The Samarkand international airport located in the Samarkand city of Uzbekistan is being redeveloped through the reconstruction of existing infrastructure and the construction of new facilities.
The project is being undertaken to prepare the city to host the Shanghai Cooperation Organization (SCO) summit in 2022.
Construction of a new runway was completed in October 2021 as part of the project. The airport remains closed from 20 October to 20 November 2021 in preparation for the launch of a new terminal.
The redevelopment is expected to be completed by the end of 2021 and is estimated to involve an investment of approximately $130m.
Need for Samarkand international airport redevelopment
Samarkand is an important tourist hub for Uzbekistan due to its historical and cultural background. Uzbekistan was named the fourth fastest-growing country for tourism in the world according to the United Nations’ World Tourism Organisation report in early 2020.

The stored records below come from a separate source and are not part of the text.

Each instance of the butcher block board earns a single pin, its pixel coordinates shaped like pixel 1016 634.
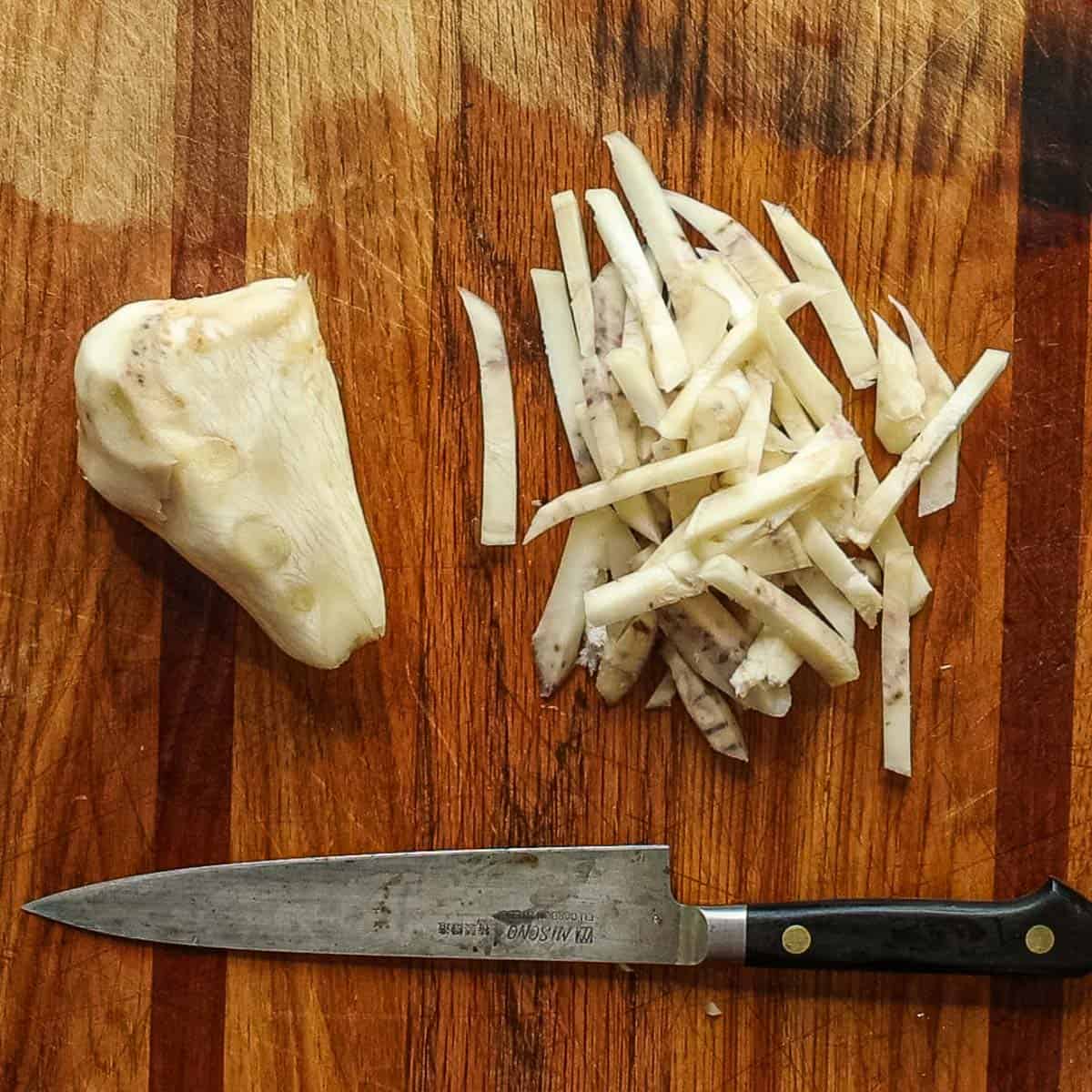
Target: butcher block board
pixel 393 150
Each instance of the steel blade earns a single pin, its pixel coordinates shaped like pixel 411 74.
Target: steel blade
pixel 610 905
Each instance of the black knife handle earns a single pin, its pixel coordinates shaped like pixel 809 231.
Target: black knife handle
pixel 1048 932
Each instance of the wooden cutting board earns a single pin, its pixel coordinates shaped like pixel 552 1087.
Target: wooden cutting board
pixel 397 148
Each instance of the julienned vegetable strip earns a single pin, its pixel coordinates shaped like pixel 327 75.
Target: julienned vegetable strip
pixel 498 424
pixel 883 503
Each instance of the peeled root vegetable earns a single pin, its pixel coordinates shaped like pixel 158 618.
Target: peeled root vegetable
pixel 217 423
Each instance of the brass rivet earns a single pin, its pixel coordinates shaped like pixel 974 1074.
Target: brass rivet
pixel 796 940
pixel 1040 939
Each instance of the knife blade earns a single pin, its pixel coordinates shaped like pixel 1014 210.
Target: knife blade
pixel 602 905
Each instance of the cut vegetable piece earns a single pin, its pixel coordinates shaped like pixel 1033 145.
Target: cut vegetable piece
pixel 900 398
pixel 674 255
pixel 770 662
pixel 561 629
pixel 649 589
pixel 609 306
pixel 779 551
pixel 498 424
pixel 562 354
pixel 756 421
pixel 217 423
pixel 735 348
pixel 578 272
pixel 829 602
pixel 891 538
pixel 814 391
pixel 895 655
pixel 670 360
pixel 623 660
pixel 820 645
pixel 753 262
pixel 831 453
pixel 720 457
pixel 940 479
pixel 883 503
pixel 664 694
pixel 836 311
pixel 838 568
pixel 708 709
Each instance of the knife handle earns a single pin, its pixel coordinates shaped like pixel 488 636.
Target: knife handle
pixel 1047 932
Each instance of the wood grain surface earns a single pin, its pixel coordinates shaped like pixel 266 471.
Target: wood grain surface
pixel 394 148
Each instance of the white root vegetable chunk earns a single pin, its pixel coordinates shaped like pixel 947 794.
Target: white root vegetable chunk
pixel 900 398
pixel 753 262
pixel 217 421
pixel 895 656
pixel 562 355
pixel 664 694
pixel 740 343
pixel 578 270
pixel 836 311
pixel 625 659
pixel 830 454
pixel 583 563
pixel 721 457
pixel 670 363
pixel 890 538
pixel 883 503
pixel 709 710
pixel 940 479
pixel 833 658
pixel 713 643
pixel 650 588
pixel 609 306
pixel 828 601
pixel 498 424
pixel 814 391
pixel 770 662
pixel 828 557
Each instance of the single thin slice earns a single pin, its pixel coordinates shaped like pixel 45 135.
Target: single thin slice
pixel 895 656
pixel 713 460
pixel 754 424
pixel 664 694
pixel 561 629
pixel 740 343
pixel 670 363
pixel 940 479
pixel 609 306
pixel 708 709
pixel 650 588
pixel 830 454
pixel 891 538
pixel 770 662
pixel 814 392
pixel 828 557
pixel 674 255
pixel 578 271
pixel 498 424
pixel 900 398
pixel 828 601
pixel 820 645
pixel 883 503
pixel 836 311
pixel 753 261
pixel 625 659
pixel 562 355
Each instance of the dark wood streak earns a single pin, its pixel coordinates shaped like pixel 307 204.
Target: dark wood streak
pixel 1042 579
pixel 197 670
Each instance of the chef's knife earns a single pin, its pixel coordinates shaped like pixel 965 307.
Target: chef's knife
pixel 598 905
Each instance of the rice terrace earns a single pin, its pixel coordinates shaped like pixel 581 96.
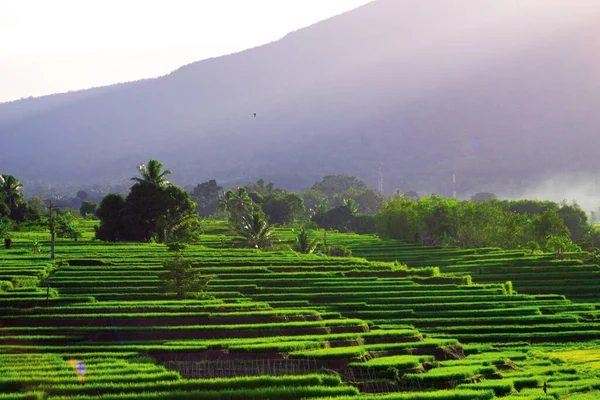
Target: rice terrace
pixel 235 308
pixel 300 199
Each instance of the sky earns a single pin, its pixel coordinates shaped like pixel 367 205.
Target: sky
pixel 61 45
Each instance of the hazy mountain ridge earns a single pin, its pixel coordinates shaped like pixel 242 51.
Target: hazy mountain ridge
pixel 392 81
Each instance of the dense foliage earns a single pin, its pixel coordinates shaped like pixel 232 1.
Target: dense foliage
pixel 153 209
pixel 506 224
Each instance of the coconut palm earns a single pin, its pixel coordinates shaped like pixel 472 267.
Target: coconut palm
pixel 238 204
pixel 152 174
pixel 256 231
pixel 10 190
pixel 304 244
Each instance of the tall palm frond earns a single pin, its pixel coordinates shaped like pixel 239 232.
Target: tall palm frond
pixel 256 231
pixel 152 173
pixel 10 190
pixel 304 244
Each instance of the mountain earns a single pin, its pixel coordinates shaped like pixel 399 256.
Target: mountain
pixel 502 94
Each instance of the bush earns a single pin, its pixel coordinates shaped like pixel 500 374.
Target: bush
pixel 338 251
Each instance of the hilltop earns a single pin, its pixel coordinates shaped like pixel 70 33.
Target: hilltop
pixel 428 91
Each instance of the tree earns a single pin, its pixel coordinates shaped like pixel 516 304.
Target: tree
pixel 283 209
pixel 179 220
pixel 398 219
pixel 82 195
pixel 313 199
pixel 255 231
pixel 152 174
pixel 64 226
pixel 36 203
pixel 4 225
pixel 304 244
pixel 561 244
pixel 110 214
pixel 575 220
pixel 238 205
pixel 206 195
pixel 87 208
pixel 10 190
pixel 180 278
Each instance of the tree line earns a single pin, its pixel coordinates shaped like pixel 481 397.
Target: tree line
pixel 507 224
pixel 155 209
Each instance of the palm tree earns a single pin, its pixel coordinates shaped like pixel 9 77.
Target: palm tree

Built in 1967, Samarkand international airport plays a vital role in the development of the economy of the Samarkand region and the tourism industry of Uzbekistan. However, the existing airport facilities fail to meet modern international standards and are inadequate to cater to the anticipated growth in passenger traffic.
The decision to redevelop the airport was taken in November 2018, to address the need for a modern, world-class airport that will act as a gateway to the historic Samarkand. The project was widened following the city visit by Uzbekistan’s President Shavkat Mirziyoyev in July 2019.
Samarkand international airport redevelopment project details
The airport redevelopment involves the reconstruction of the international terminal and the construction of a new state-of-the-art terminal that will serve both domestic and international flights. In addition, a new runway is being built and radar systems are being modernised.
The airport’s capacity is expected to increase to 1,000 passengers an hour from the existing 350 passengers an hour, while the annual passenger traffic is projected to jump from 460,000 to two million a year, upon completion of the expansion. The flight handling capacity is also expected to increase from 40 to 120 aircraft a week.
The runway has been lengthened to 3,105m and widened to 60m, as part of the modernisation. A 700-space passenger car park will be developed as part of the project.
New terminal design details
The design of the new terminal resembles an open book. It is inspired by New Guragan astronomical tables, a comprehensive book on astronomy by the poet, astronomer, and mathematician Mirzo Ulugbek, who lived between 1394 and 1449.
The roof of the terminal will display a map of the star-filled sky with some constellations visible from the air, particularly when landing at night. The terminal design fully complies with the International Civil Aviation Organization (ICAO) and International Air Transport Association (IATA) standards.
With a total area of 41,216m² (443,645ft²), the terminal building will feature four floors and a basement. It will house 28 checkpoints, six gates to the landing area, two boarding bridges, and 20 passport control points on the ground floor.
The airport will have 24 parking spaces for all aircraft types. It will feature two frost protection zones for three aircraft, three cargo belts, and a 3,200m² (34,444ft²) commercial area. Three of the parking lots will have de-icing treatment facilities.
Enter Engineering, a construction company based in Central Asia, is the general contractor for the project. Its group company UZLITI Engineering was engaged to perform the feasibility study for the redevelopment.
Turkish company Kiklop was contracted to provide design services for the redevelopment project. The detailed design of the airfield expansion was provided by Aero Loyiha Servis.